Domani in Senato nella Conferenza stampa prevista per le 11.00 in sala Nassyria proviamo a riproporre una nostra iniziativa coraggiosa: riappropriarci della nostra responsabilità di senatori per discutere nell’Aula di Palazzo Madama una mozione di contrasto all’eutanasia. Non vogliamo lasciare alla Corte Costituzionale il compito di sostituirsi ad un Parlamento troppo timido e impaurito per prendere le sue decisioni. Se i regolamenti parlamentari non ci consentono di discutere un disegno di legge perché bloccato alla Camera, vorremmo per lo meno che si discutesse la mozione presentata da un gruppo di parlamentari per lo più afferenti al Gruppo Udc-FI. Una mozione che in realtà vuole dire No all’eutanasia e Sì alle cure palliative. 



Sono molte le voci che si sono alzate in questi giorni per dissuaderci dal farlo: alcune di contenuto, in quanto favorevoli all’eutanasia, altre di opportunità: non c’è una maggioranza a favore della nostra posizione, totalmente contraria all’eutanasia in tutte le sue forme. Quindi la vostra mozione non avrà i voti necessari per passare e la vostra posizione di cattolici impegnati a favore della vita apparirà ancora più debole. Ovviamente il rischio c’è: in questi anni abbiamo assistito alla lenta e progressiva diffusione di una cultura che include tra i diritti individuali quello a togliersi la vita, come gesto di libertà.

Ma noi vogliamo discutere della tutela della vita e della salute individuale come suprema forma di responsabilità della politica, un diritto-dovere di rango costituzionale, che obbliga chi governa a includere nella solidarietà sociale qualcosa che va oltre ogni forma di indifferenza e di individualismo autoreferenziale. La nostra vuole essere una proposta politica di altissimo valore etico e sociale, per dire ad ogni persona, in qualsiasi condizione si trovi, che non è sola!

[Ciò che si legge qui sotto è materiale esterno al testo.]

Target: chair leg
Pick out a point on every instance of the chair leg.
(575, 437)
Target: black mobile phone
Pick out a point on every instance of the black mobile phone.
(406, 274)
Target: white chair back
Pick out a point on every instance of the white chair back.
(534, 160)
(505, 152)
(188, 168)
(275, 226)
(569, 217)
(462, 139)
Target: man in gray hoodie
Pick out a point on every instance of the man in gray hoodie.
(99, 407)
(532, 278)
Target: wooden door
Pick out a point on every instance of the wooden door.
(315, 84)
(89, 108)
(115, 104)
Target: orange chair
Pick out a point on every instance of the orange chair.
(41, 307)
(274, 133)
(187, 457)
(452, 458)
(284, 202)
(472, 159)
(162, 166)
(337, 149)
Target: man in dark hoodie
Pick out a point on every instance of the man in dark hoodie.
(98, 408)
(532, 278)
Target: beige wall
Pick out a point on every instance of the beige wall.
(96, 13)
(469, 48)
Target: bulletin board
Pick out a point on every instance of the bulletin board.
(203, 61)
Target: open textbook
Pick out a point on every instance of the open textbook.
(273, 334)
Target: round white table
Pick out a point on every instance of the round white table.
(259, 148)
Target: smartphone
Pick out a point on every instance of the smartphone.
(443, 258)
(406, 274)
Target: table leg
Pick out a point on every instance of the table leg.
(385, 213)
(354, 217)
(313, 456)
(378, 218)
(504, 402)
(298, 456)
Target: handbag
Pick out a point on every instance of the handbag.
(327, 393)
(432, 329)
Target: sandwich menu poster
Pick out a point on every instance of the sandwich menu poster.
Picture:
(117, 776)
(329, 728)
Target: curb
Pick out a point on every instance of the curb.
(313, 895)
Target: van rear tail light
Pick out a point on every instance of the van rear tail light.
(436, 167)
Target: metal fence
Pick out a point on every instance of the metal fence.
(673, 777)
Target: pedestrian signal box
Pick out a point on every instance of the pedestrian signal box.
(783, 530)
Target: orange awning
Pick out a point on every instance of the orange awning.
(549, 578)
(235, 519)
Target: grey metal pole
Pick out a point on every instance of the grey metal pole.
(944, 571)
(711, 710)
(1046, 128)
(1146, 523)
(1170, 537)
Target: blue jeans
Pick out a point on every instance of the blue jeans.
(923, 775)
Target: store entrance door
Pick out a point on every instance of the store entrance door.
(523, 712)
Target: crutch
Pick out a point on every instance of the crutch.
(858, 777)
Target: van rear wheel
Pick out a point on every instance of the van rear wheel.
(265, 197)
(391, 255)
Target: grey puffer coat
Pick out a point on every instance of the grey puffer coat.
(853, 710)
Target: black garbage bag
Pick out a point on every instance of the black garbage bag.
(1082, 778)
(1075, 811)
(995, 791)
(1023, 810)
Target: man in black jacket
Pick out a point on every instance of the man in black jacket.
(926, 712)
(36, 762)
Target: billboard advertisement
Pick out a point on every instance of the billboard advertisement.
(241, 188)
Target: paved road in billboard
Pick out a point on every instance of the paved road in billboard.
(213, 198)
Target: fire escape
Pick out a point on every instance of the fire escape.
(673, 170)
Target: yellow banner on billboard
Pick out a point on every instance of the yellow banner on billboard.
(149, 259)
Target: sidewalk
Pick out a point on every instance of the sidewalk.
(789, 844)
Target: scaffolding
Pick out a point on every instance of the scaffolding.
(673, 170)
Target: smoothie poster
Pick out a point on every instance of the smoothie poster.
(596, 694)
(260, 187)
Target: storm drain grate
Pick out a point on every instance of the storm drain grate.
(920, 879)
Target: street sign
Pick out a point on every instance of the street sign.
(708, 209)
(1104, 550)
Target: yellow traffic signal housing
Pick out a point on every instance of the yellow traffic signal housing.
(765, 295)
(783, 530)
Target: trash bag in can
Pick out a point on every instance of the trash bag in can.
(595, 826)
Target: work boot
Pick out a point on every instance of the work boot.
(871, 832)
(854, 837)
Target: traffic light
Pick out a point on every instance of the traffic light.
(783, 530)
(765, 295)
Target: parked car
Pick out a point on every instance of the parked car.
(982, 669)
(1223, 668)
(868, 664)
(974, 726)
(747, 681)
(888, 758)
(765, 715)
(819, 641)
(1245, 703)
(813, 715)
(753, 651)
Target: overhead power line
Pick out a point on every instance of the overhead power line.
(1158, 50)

Vogliamo rilanciare un’etica della solidarietà che raggiunga l’uomo anche nel momento in cui pensa che non ci sia altra alternativa che farla finita. È giunto il momento di andare oltre la logica miope e circoscritta del proprio egocentrismo, in cui troppo spesso si finisce con lo sperimentare solitudine e abbandono. Complice l’ipocrisia di una pseudo-forma di solidarietà che aiuta a suicidarsi quando ormai si pensa che non valga più la pena di vivere. Perché alla fin fine questo è il senso di chi vuole abolire l’articolo 580 del codice penale, che condanna l’istigazione e l’aiuto al suicidio. Vuoi morire? Ok, conta su di me e ti fornirò ciò di cui hai bisogno per morire, mettendolo a carico dello Stato. Questo spalanca le porte ad un’ipocrisia di Stato che, legalizzando l’eutanasia, non dovrà più misurarsi con la complessità dell’assistenza ai tanti pazienti disabili, fisicamente e mentalmente, a cui non sarà impossibile strappare la dichiarazione che preferiscono morire; soprattutto se si renderanno conto di essere di peso per la propria famiglia. A questa concezione dello Stato diciamo No in modo chiaro e convinto.